Disclaimer: The only part of Castle that I own is the TV on which I watch the show.

She doesn't answer. She's frozen. Her eyes remain unblinking for so long that he worries. She must be apprehensive, mustn't she? About what he's going to say next? But she's mute and still, her response to his remark neither fight not flight. She'd had plenty of fight in her a moment ago. He'll have to press her a little, then, but maybe he should come at the problem obliquely. He's never done anything like this before and he's terrified of screwing it up, of having her shut him out completely but worse, of doing herself greater harm. Irreparable damage, possibly, unless someone comes and talks sense to her. And that's not likely unless he talks to someone about her. Lanie? Even then, who knows? Will she listen to anyone?

"If I were on better terms with Josh–any terms with Josh–I might ask him what to do," he says, breaking the painful silence.

That appears to confuse her, but at least she doesn't look spooked. "Why would you talk to Josh? I haven't seen him in more than a year. I don't even know where he is."

"He's a doctor."

"So?"

"He's not a psychiatrist, but he knows you and he knows your family history. I'd ask him what I could do to help you. I'm so afraid of your drinking, Kate. How you can be drinking the way you are when you went through so much with your Dad?"

If he'd reached over and slapped her with an open palm it wouldn't have had the effect that his question had. She's on her feet, a modern-day Lyssa, the Greek goddess of wrath. Her face is redder than he'd have thought possible. "My Dad, Castle? You don't know what you're talking about. You don't know what I went through with my Dad. I am nothing like him. Nothing." She strikes her fist so hard against her chest it's certain to leave a bruise. "I dragged him out of bars, picked him up from sidewalks, hauled him into cabs. I wiped blood and snot off him. He threw up on my shoes. He cried. He was incoherent except when he was talking about my mother, and I don't know which was worse. I am nothing like my Dad. Nothing. He was a drunk. Is. Recovering alcoholics are still drunks. They're one drink away from an endless fucking disaster."

She pivots and runs. He hears her feet on the floor until he hears the slam of her bedroom door, and then he hears nothing at all.

It's hot on the porch, but he's not going to leave. He's waited for a lot of things, but none of them was anything like as important as this. He picks at the Brie-topped toast, and when it's almost 3:00 he returns to the kitchen for some water, the rest of the grapes, and the half-bag of chips. Eventually the coffee and water work their way through him, and he has to go to the bathroom. While washing his hands he sees a glass on the sink. He picks it up and sniffs, and can just detect the smell of bourbon. She must have left it here last night. Maybe she was going to bring it back to the kitchen after her shower, but he'd interrupted her.

She can't stay in her room forever, or even all day.

He cocks his head. He's the father of a teenager, and even one as close to angelic as Alexis has lapses in judgment, or thinks she can pull something over on him. That's when it comes to him: Beckett's window. It's on the side of the house, not the front. If she thinks, knows, that he's inside, she could climb out, get on her motorcycle, and have a good jump on him. The flight-or-fight response may be here, after all, except that's it both: fight and flight.

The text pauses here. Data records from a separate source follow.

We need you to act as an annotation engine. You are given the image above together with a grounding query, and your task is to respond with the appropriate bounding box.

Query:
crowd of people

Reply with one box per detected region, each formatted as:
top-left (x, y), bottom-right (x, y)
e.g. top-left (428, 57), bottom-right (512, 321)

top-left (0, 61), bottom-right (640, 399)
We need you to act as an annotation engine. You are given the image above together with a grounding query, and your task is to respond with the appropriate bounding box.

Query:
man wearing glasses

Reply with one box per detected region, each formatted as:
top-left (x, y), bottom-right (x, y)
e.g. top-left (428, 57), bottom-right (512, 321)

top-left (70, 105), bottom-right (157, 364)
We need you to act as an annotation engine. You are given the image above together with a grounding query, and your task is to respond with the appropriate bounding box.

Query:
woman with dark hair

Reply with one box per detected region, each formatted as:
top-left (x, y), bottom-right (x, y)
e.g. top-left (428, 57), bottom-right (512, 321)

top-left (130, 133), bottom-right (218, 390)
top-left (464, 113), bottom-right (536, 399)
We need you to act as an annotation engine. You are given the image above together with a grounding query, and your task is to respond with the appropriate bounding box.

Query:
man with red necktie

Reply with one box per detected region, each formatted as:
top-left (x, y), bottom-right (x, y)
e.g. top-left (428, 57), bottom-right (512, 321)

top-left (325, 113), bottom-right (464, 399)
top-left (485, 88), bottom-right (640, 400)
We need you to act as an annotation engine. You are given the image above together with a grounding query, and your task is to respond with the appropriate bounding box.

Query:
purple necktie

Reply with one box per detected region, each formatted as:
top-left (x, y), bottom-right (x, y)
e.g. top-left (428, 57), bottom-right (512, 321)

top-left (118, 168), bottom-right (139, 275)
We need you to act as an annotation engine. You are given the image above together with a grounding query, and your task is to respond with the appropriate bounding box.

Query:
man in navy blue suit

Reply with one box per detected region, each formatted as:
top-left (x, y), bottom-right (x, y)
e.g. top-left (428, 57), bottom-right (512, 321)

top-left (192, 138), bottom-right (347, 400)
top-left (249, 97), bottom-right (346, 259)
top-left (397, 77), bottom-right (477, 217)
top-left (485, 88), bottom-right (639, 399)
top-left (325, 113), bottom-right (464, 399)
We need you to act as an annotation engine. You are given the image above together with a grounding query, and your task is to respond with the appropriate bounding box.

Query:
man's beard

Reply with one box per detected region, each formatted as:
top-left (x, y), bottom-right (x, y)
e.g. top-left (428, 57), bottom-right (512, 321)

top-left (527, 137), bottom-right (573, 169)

As stealthily as possible he moves through the cabin, and at the bottom of the porch steps turns right. Her room is on the left, so if he circles around the back she won't see him coming. He reaches the corner only a few seconds before her foot appears over the sill, and then her entire leg. He takes one large stride and wraps his hand around her knee.

"God, Castle, you scared me to death."

"You look very much alive to me, Beckett. Looks like you're trying to get away from me, too."

"Let go."

"No."

"Let go of me or I swear I'll call the cops."

"Really? Which cops? Your pal Sergeant Masden? I think my stock is a little higher with him than yours is."

She tries, without success, to wrest her knee from his hand. "Go away, Castle. Just go the hell away and leave me alone."

"No." He looks up at her. "What are you afraid of?"

"Nothing. You're the one who's afraid. You said so." This time she kicks her leg forward, hard, and clips his shoulder with her shoe. When he stumbles she manages to pull her leg back in, shut the window, and lock it.

She throws herself on the rickety bed, and tries to calm her breathing. In, out, in, out, in, out. She stares at the ceiling. There's a rust-colored patch in the far corner that she hadn't noticed before. Is it a water stain? Maybe from a leaky roof? It hasn't leaked while she's been here, but there haven't been any serious storms, either. She could do with one, one that would wash everything away. Everything in her stupid wreck of a life.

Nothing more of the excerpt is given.